The `sub` condition restricts this role to only this repo's branches —
important; without it any GitHub Actions workflow on any repo could assume
your role.

```bash
aws iam create-role \
  --role-name agencio-predict-deploy \
  --assume-role-policy-document file://deploy-role-trust.json

aws iam attach-role-policy \
  --role-name agencio-predict-deploy \
  --policy-arn arn:aws:iam::aws:policy/AmazonEC2ContainerRegistryPowerUser

aws iam attach-role-policy \
  --role-name agencio-predict-deploy \
  --policy-arn arn:aws:iam::aws:policy/AmazonECS_FullAccess
```

Then add a custom inline policy for CloudFormation + Amplify trigger rights.
Minimum viable:

```json
{
  "Version": "2012-10-17",
  "Statement": [
    { "Effect": "Allow", "Action": "cloudformation:*", "Resource": "*" },
    { "Effect": "Allow", "Action": "amplify:StartJob", "Resource": "arn:aws:amplify:*:*:apps/*/branches/*/jobs/*" },
    { "Effect": "Allow", "Action": "iam:PassRole", "Resource": "arn:aws:iam::*:role/agencio-predict-*" }
  ]
}
```

### 4.3 Add the role ARN as a GitHub secret

In GitHub: **Settings → Secrets and variables → Actions → New repository
secret**:

- `AWS_DEPLOY_ROLE_ARN` = `arn:aws:iam::<account>:role/agencio-predict-deploy`
- `AWS_REGION` = `us-east-1` (or your region)
- `AMPLIFY_APP_ID` = from step 3.5

Environment-scoped secrets (cleaner):

- GitHub → Settings → Environments → `prod`, `staging` — each gets its own
  `AWS_DEPLOY_ROLE_ARN` etc. The workflow selects the right env by branch.

---

## 5. Fargate pipeline — `.github/workflows/deploy-fargate.yml`

Triggered by push to `main` or `develop`. Builds the image, pushes to ECR,
rolls forward the CloudFormation stack. Failed deploys auto-rollback via the
`DeploymentCircuitBreaker` config in `deploy/aws/cloudformation.yml`.

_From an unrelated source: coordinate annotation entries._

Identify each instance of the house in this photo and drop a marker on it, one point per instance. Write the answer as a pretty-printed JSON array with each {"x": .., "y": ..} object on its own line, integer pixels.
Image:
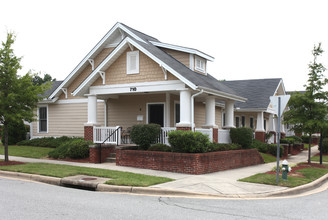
[{"x": 130, "y": 78}]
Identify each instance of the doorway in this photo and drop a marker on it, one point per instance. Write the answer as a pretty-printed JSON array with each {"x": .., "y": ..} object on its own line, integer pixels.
[{"x": 156, "y": 114}]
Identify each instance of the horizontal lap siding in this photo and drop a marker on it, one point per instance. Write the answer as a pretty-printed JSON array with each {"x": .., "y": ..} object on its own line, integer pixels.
[{"x": 69, "y": 119}]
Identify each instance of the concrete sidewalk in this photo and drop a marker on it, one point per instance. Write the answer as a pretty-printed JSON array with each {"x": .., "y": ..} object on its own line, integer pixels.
[{"x": 223, "y": 183}]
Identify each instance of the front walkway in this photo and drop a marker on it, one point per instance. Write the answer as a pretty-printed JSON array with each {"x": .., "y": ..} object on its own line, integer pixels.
[{"x": 219, "y": 183}]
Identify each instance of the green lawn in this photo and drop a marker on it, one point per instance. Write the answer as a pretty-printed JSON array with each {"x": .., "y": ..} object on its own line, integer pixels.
[
  {"x": 317, "y": 158},
  {"x": 56, "y": 170},
  {"x": 268, "y": 158},
  {"x": 310, "y": 174},
  {"x": 27, "y": 151}
]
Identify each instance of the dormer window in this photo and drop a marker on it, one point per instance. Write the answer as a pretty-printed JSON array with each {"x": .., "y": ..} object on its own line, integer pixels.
[
  {"x": 200, "y": 65},
  {"x": 132, "y": 62}
]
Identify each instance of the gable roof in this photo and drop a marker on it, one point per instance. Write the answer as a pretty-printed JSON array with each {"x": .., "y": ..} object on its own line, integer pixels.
[
  {"x": 145, "y": 43},
  {"x": 257, "y": 92}
]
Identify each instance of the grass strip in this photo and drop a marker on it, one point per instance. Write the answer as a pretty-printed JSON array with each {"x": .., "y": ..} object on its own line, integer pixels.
[
  {"x": 310, "y": 174},
  {"x": 268, "y": 158},
  {"x": 317, "y": 158},
  {"x": 118, "y": 177},
  {"x": 27, "y": 151}
]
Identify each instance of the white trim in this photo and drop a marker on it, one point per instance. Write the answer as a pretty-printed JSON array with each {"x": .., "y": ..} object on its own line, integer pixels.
[
  {"x": 191, "y": 62},
  {"x": 38, "y": 119},
  {"x": 157, "y": 86},
  {"x": 175, "y": 110},
  {"x": 155, "y": 103},
  {"x": 76, "y": 101},
  {"x": 183, "y": 49},
  {"x": 143, "y": 50},
  {"x": 129, "y": 56}
]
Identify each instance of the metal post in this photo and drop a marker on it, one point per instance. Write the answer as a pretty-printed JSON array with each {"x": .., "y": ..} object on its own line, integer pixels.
[{"x": 278, "y": 142}]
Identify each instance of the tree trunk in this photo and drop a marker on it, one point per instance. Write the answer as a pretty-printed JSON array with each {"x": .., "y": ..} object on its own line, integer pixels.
[
  {"x": 5, "y": 133},
  {"x": 310, "y": 143},
  {"x": 320, "y": 145}
]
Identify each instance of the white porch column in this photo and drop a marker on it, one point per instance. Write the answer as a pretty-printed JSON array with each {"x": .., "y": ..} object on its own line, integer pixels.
[
  {"x": 260, "y": 122},
  {"x": 167, "y": 110},
  {"x": 229, "y": 112},
  {"x": 185, "y": 109},
  {"x": 272, "y": 126},
  {"x": 92, "y": 109},
  {"x": 210, "y": 112}
]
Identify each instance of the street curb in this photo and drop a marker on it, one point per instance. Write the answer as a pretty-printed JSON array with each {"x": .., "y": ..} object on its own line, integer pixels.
[{"x": 167, "y": 192}]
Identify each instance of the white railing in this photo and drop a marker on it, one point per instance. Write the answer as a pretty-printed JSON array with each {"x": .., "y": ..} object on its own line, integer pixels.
[
  {"x": 164, "y": 137},
  {"x": 224, "y": 136},
  {"x": 107, "y": 135},
  {"x": 206, "y": 131}
]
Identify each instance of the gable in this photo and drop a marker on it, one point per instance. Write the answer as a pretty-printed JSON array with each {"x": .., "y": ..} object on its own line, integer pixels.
[{"x": 116, "y": 73}]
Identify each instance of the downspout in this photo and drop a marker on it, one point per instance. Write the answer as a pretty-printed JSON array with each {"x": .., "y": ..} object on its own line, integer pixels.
[{"x": 192, "y": 107}]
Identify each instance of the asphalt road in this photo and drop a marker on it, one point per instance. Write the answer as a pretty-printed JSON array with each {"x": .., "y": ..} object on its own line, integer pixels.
[{"x": 29, "y": 200}]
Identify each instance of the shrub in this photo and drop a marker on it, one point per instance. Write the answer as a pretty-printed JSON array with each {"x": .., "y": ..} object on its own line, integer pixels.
[
  {"x": 272, "y": 149},
  {"x": 47, "y": 141},
  {"x": 325, "y": 146},
  {"x": 145, "y": 134},
  {"x": 16, "y": 132},
  {"x": 260, "y": 146},
  {"x": 75, "y": 149},
  {"x": 188, "y": 142},
  {"x": 242, "y": 136},
  {"x": 160, "y": 147},
  {"x": 305, "y": 139},
  {"x": 223, "y": 147}
]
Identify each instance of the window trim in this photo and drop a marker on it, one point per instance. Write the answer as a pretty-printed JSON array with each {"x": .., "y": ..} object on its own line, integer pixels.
[
  {"x": 128, "y": 61},
  {"x": 200, "y": 69},
  {"x": 47, "y": 120}
]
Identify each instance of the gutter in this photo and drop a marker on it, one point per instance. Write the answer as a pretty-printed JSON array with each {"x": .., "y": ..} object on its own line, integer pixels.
[{"x": 192, "y": 107}]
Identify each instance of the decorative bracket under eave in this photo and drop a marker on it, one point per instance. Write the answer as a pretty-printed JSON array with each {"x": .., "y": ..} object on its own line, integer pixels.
[
  {"x": 102, "y": 74},
  {"x": 65, "y": 92},
  {"x": 164, "y": 71},
  {"x": 92, "y": 62}
]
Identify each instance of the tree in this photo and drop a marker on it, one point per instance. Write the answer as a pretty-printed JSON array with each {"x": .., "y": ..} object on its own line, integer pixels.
[
  {"x": 18, "y": 95},
  {"x": 37, "y": 80},
  {"x": 307, "y": 110}
]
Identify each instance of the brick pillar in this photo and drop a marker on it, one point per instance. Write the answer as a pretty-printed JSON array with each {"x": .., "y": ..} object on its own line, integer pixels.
[
  {"x": 260, "y": 135},
  {"x": 215, "y": 135},
  {"x": 88, "y": 133}
]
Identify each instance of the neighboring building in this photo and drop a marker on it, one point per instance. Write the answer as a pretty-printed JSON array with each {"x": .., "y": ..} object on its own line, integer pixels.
[{"x": 130, "y": 78}]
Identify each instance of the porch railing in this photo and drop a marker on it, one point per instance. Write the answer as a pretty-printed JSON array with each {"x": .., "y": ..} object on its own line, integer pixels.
[
  {"x": 107, "y": 135},
  {"x": 206, "y": 131},
  {"x": 224, "y": 136}
]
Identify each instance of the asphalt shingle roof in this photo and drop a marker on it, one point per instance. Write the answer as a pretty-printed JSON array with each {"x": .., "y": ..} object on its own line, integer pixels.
[{"x": 257, "y": 92}]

File lives at `.github/workflows/deploy-fargate.yml` — see the companion
workflow file added alongside this doc.

Key knobs:

- **Image tag** = short git SHA. Gives you traceability from "which commit
  is running in prod?" back to GitHub.
- **Environment** = `prod` for `main`, `staging` for `develop`. GitHub
  Environments gate the deploy — you can require manual approval on `prod`.
- **Parameter overrides** = pulled from CloudFormation's existing stack
  state. First deploy needs full params via repository variables; every
  subsequent deploy reuses what's already in the stack.

Runtime: ~6–8 minutes end-to-end. ~4 min Docker build, ~1 min push, ~2 min
CloudFormation update with rolling replacement.

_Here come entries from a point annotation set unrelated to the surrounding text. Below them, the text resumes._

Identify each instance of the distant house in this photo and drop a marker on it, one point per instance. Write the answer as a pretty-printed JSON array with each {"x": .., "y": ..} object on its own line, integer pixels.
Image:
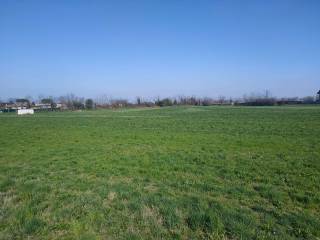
[
  {"x": 22, "y": 103},
  {"x": 25, "y": 111},
  {"x": 42, "y": 106}
]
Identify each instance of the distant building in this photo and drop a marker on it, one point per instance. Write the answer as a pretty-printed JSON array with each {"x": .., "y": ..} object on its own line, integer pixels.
[{"x": 25, "y": 111}]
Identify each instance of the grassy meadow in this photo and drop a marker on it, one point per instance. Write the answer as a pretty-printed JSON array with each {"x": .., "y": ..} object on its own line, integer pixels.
[{"x": 162, "y": 173}]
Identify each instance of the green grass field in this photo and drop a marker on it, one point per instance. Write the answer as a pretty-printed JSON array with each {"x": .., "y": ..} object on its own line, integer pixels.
[{"x": 169, "y": 173}]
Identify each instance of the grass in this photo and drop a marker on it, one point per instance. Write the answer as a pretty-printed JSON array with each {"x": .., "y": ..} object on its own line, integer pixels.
[{"x": 169, "y": 173}]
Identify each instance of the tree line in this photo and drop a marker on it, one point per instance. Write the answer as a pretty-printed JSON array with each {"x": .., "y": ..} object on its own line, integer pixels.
[{"x": 73, "y": 102}]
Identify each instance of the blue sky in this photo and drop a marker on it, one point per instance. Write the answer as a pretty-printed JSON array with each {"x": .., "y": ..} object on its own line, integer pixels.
[{"x": 159, "y": 48}]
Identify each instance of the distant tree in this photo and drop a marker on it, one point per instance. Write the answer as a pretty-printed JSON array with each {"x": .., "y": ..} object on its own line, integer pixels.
[
  {"x": 89, "y": 104},
  {"x": 308, "y": 100},
  {"x": 46, "y": 101},
  {"x": 138, "y": 100}
]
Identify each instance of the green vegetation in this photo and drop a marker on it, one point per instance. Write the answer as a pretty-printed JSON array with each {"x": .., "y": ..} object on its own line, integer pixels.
[{"x": 169, "y": 173}]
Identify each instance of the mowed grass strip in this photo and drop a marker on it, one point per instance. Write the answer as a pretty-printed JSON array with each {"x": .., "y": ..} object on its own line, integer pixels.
[{"x": 169, "y": 173}]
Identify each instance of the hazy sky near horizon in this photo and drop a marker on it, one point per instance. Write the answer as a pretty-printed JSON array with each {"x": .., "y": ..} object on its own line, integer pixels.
[{"x": 150, "y": 48}]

## 6. Amplify pipeline — `.github/workflows/deploy-amplify.yml`

Triggered by push to `main` or `develop`. Amplify has native GitHub
integration and can auto-deploy on push, but we route through Actions so
branch-based access control, approval gates, and deploy notifications land
in the same place as the Fargate pipeline.

The workflow calls `aws amplify start-job --app-id $ID --branch-name $BRANCH
--job-type RELEASE`. Amplify pulls from GitHub itself.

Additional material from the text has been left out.